Numerical Investigation on the Effect of Fuel Injection Timing on Soot Particle Size and Number Characteristics of Diesel Engine

Diesel engines are lucrative in terms of high thermal efficiency and low specific fuel consumption. The major drawbacks of these engines are high NOx and particulate matter (PM) emissions due to heterogeneous combustion. In the current emissions norms (BS-VI), a limit for particle number concentration is also introduced. There are few numerical studies investigating the soot particle size and number characteristics at different engine operating conditions. In this work, a parametric numerical study is conducted to investigate the effect of engine operating parameters on PM characteristics such as number density, size, and volume fraction. Simulations were performed using the Reynolds Averaged Navier Stokes equation with renormalization group K-ε turbulence model available in ANSYS FORTE CFD software. A detailed reaction mechanism consisting of 243 species and 1765 reactions with 66.8/33.3 weight percent of n-decane / alpha methyl napthalene diesel surrogate is employed to simulate diesel combustion and emissions. Method of the moment has been employed for predicting soot particle number and size for closed cycle simulations in ANSYS FORTE CFD software. Results indicate that an advanced injection timing reduces the peak particle number density and mean PM average diameter due to reduced soot formation rates and increased oxidation rates.
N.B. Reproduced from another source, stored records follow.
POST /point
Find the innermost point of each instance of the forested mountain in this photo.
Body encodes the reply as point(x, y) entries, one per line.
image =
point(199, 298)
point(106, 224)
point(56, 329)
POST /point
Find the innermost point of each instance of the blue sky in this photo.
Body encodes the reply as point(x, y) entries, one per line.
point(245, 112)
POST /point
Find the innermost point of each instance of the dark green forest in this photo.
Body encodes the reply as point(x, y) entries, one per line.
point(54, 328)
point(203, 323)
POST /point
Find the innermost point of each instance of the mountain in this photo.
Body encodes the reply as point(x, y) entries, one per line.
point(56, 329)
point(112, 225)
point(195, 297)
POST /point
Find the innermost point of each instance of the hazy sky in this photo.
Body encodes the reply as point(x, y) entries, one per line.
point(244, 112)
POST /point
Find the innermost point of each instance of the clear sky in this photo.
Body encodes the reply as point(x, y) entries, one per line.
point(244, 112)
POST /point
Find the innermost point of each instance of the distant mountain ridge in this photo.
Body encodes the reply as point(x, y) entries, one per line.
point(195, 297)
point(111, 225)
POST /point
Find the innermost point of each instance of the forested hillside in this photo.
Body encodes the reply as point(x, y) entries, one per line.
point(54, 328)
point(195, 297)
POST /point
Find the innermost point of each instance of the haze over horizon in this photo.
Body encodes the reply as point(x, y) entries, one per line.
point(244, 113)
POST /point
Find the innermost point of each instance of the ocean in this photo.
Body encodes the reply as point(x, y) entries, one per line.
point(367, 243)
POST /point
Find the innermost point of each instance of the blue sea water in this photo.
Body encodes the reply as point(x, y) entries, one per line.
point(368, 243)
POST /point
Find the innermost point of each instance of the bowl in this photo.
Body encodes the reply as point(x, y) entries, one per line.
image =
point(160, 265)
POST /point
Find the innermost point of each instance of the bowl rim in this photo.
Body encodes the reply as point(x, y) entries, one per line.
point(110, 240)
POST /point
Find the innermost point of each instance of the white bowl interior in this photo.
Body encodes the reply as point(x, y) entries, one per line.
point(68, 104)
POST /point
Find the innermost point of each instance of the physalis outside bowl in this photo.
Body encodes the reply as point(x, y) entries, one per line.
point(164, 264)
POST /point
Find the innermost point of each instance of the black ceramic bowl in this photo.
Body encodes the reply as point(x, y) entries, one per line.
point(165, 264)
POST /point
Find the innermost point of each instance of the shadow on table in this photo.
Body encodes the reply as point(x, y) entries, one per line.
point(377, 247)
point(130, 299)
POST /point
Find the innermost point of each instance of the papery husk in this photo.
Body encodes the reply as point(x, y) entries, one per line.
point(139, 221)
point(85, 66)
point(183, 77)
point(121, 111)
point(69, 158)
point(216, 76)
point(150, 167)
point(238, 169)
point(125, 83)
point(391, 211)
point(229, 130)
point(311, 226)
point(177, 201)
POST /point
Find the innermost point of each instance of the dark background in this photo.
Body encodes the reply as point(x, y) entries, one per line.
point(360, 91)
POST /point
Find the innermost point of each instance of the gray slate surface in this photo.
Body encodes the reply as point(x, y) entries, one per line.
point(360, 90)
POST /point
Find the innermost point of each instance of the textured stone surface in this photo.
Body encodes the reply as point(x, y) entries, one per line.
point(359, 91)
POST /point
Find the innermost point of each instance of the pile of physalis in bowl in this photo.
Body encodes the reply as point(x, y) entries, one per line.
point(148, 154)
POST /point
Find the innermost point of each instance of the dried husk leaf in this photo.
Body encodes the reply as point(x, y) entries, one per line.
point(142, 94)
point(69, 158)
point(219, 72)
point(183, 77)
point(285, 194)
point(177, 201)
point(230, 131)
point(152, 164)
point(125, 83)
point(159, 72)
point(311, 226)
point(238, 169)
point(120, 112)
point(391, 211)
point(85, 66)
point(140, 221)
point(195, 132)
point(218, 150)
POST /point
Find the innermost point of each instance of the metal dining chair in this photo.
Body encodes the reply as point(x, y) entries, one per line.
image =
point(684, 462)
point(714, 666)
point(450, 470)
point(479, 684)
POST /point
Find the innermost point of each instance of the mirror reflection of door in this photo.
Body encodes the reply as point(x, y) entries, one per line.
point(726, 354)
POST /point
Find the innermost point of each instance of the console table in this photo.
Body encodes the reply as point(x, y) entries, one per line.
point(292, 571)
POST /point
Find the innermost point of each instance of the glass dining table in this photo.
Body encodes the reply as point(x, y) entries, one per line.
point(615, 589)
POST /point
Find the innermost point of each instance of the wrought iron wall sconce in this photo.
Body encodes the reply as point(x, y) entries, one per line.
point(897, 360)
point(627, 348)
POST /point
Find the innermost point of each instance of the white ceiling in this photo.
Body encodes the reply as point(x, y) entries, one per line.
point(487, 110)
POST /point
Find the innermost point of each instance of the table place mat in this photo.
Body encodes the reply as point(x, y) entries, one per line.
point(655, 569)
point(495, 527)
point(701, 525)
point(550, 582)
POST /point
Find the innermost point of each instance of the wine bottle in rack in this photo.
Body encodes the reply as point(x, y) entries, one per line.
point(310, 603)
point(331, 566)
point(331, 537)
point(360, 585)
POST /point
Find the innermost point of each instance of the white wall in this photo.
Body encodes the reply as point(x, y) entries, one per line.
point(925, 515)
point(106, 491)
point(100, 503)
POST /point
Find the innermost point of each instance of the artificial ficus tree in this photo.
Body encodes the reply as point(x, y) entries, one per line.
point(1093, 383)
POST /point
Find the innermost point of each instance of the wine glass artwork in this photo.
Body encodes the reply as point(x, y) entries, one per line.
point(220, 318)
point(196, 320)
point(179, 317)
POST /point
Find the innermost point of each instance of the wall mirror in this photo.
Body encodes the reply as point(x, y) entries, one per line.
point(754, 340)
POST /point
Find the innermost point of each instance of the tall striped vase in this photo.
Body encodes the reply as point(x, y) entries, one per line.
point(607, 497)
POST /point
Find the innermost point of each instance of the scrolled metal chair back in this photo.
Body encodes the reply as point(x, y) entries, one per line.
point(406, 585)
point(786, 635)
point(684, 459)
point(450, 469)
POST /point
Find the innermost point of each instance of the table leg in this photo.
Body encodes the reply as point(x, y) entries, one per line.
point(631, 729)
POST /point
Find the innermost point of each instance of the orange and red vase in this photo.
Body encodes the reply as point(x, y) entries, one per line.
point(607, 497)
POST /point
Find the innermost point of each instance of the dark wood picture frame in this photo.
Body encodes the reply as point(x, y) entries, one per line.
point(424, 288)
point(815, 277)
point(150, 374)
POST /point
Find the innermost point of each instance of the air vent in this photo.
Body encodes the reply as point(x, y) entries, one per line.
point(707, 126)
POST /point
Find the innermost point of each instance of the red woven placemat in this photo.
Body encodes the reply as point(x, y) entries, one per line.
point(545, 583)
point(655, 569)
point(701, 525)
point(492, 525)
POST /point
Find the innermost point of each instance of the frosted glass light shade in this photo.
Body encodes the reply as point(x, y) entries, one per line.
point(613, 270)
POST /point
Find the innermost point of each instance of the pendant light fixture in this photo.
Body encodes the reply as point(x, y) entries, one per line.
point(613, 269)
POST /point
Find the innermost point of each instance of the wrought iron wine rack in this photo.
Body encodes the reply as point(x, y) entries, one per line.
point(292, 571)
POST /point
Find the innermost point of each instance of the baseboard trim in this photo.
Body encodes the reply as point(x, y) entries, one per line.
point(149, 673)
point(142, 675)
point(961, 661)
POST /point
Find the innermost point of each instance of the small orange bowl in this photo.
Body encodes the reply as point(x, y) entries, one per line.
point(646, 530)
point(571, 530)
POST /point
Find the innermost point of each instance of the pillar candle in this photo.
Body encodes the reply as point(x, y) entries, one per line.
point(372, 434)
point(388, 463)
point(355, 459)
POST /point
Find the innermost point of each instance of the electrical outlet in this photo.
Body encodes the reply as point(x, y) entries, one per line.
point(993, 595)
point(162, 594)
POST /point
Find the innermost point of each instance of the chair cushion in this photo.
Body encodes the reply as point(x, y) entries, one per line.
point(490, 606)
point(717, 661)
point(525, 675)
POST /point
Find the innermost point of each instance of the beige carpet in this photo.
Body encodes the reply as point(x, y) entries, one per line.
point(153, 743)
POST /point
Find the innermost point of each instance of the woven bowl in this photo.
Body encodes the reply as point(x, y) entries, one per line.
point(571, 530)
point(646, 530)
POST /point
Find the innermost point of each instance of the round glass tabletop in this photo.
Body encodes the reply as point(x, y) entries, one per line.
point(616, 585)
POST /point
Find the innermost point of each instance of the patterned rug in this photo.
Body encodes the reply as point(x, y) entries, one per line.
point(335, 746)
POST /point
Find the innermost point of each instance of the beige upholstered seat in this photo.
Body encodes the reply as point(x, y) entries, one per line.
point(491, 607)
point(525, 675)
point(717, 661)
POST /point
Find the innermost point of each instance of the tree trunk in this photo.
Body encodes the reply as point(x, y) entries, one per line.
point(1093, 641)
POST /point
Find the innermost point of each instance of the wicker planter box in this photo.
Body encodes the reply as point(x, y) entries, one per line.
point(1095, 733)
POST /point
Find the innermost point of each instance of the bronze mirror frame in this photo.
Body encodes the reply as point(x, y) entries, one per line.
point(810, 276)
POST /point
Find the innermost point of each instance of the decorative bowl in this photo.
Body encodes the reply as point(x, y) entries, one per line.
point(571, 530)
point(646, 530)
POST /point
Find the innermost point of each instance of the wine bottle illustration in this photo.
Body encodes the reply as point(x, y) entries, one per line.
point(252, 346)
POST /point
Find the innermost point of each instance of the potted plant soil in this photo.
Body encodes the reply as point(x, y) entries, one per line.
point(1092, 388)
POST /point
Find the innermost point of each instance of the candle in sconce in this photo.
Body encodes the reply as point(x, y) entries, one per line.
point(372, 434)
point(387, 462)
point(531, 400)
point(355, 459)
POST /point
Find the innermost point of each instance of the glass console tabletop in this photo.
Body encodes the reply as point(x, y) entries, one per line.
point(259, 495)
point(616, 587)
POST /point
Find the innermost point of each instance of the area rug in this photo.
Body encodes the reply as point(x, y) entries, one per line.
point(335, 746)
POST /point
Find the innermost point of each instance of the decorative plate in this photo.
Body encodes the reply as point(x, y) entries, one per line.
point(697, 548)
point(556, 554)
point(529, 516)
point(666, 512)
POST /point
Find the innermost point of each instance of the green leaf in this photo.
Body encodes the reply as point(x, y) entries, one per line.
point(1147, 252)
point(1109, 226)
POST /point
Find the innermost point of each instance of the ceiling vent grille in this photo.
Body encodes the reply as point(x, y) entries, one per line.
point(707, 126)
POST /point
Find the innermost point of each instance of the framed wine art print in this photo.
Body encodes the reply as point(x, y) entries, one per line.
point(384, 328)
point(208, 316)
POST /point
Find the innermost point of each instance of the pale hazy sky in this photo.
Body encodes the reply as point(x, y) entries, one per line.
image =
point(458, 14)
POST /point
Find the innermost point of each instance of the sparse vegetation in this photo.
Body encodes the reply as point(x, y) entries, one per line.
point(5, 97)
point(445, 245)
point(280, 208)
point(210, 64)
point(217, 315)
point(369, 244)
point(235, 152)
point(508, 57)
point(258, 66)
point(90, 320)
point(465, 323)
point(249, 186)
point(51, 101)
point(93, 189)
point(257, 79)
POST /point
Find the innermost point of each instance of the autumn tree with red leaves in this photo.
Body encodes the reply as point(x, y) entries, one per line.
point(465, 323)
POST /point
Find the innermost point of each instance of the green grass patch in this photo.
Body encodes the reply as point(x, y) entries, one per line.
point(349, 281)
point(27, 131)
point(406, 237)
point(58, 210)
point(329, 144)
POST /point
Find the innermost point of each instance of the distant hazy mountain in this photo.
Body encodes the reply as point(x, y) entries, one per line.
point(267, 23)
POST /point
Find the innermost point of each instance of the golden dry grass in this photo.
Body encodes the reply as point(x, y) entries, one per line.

An increase in injected fuel mass enhances the particle number density, mean PM average diameter and PM volume fraction due to surface growth and polycyclic aromatic hydrocarbons (PAH) coagulation reactions in the presence of high acetylene concentration and pyrene. Additionally, results indicate that the formation of polyaromatic hydrocarbon species decreased with an increase in engine speed, thereby decreasing the PM number density, mean PM average diameter and PM volume fraction.